Aunque no era la parcela más grande en su campo, esta área en particular tenía una abundancia de maleza, presentando un desafío significativo.
Por otro lado, Bry ayudó a Hera recogiendo rápidamente las malas hierbas que ella apartaba, apilándolas de manera ordenada para evitar cualquier posibilidad de que sus raíces reclamaran el suelo.
—Niña, lo estás haciendo espléndidamente, ¿no es así?
—El anciano deambulaba alrededor, inspeccionando el trabajo de Hera con la intención de identificar cualquier problema potencial.
Sin embargo, no importa dónde mirara, no podía encontrar un solo fallo.
Sin que él lo supiera, mientras Hera trabajaba diligentemente en el campo, Bry le había estado ofreciendo consejos perspicaces que iluminaban los matices del trabajo agrícola.

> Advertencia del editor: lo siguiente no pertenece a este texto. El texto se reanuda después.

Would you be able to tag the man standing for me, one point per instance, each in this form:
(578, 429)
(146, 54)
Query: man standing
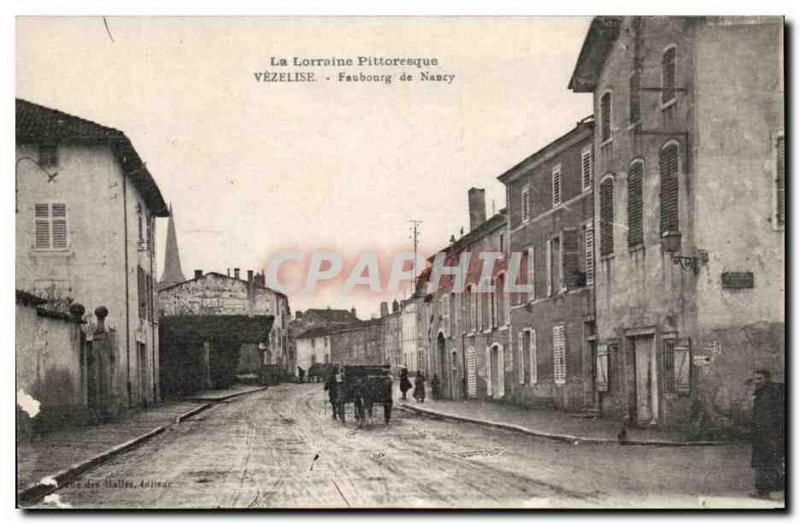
(768, 434)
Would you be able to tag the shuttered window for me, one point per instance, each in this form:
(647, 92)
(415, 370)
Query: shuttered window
(601, 380)
(668, 75)
(668, 166)
(635, 205)
(780, 182)
(557, 185)
(634, 100)
(588, 252)
(586, 168)
(607, 217)
(570, 260)
(525, 204)
(605, 117)
(50, 226)
(559, 355)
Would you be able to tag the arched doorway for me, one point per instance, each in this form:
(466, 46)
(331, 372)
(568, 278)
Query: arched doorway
(441, 346)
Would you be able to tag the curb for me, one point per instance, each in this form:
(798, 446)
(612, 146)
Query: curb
(562, 437)
(43, 488)
(227, 397)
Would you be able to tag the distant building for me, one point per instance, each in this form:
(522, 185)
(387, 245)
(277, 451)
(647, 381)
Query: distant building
(219, 297)
(690, 213)
(550, 200)
(86, 206)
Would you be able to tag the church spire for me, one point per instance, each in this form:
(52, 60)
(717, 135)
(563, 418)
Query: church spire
(172, 261)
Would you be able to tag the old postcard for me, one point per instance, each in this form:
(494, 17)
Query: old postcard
(400, 262)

A pesar de poseer conocimientos teóricos y una comprensión básica, Hera carecía de experiencia práctica, lo que la dejaba dependiendo únicamente de lo que ya sabía.
De hecho, con antepasados enraizados en una familia agricultora, Hera albergaba una profunda fascinación por las prácticas agrícolas.

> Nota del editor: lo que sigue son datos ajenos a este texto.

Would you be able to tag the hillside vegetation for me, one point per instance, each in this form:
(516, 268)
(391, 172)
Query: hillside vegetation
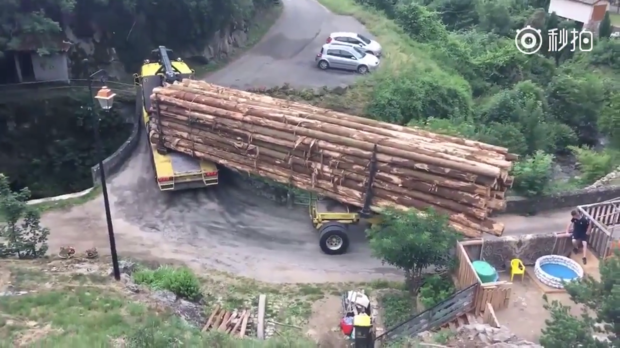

Esta conexión innata impulsó su gran interés en la agricultura.
Por tanto, durante las discusiones con Bry sobre plantación y trabajo del campo, escuchaba atentamente, reconociendo su riqueza de conocimientos adquiridos de crecer alrededor del campo y los animales.

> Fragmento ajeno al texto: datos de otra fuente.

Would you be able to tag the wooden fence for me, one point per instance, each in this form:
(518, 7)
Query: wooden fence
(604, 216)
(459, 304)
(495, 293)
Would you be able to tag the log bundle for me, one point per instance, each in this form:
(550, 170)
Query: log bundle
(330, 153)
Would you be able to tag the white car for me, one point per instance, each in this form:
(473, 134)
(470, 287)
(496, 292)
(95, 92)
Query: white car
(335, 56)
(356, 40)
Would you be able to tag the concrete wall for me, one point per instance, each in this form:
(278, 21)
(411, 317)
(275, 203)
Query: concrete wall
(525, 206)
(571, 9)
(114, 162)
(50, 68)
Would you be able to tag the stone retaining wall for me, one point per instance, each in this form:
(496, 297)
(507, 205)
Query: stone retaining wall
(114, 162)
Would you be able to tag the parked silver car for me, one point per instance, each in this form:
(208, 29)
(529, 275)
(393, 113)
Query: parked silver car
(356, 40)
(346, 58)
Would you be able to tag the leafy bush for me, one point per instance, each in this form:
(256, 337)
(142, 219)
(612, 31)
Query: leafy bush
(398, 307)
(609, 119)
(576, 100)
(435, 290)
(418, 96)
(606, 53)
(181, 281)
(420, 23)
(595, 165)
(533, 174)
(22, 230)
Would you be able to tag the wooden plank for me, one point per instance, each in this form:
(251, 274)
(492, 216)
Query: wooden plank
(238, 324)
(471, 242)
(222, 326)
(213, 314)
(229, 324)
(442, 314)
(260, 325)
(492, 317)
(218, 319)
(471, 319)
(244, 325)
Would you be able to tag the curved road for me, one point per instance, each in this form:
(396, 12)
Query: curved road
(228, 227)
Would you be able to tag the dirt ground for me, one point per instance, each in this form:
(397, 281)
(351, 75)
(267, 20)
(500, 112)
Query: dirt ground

Una vez que Hera completó las tareas de arar y desmalezar, pasó sin problemas a la recolección de las verduras maduras.
Canasta tras canasta se llenaba con los frutos de su trabajo.
Mientras la mayoría de los aldeanos se habían ocupado con la cosecha mientras Hera se centraba en arar antes, ahora que había terminado su tarea, se unió con entusiasmo a los demás en el esfuerzo colectivo.
Observando el genuino entusiasmo de Hera y su afán por aprender sobre la agricultura, los aldeanos desarrollaron un cariño por ella.
Acogieron calurosamente su presencia y compartieron generosamente la riqueza de conocimientos acumulados a lo largo de los años, nutriendo su curiosidad y pasión por las prácticas agrícolas.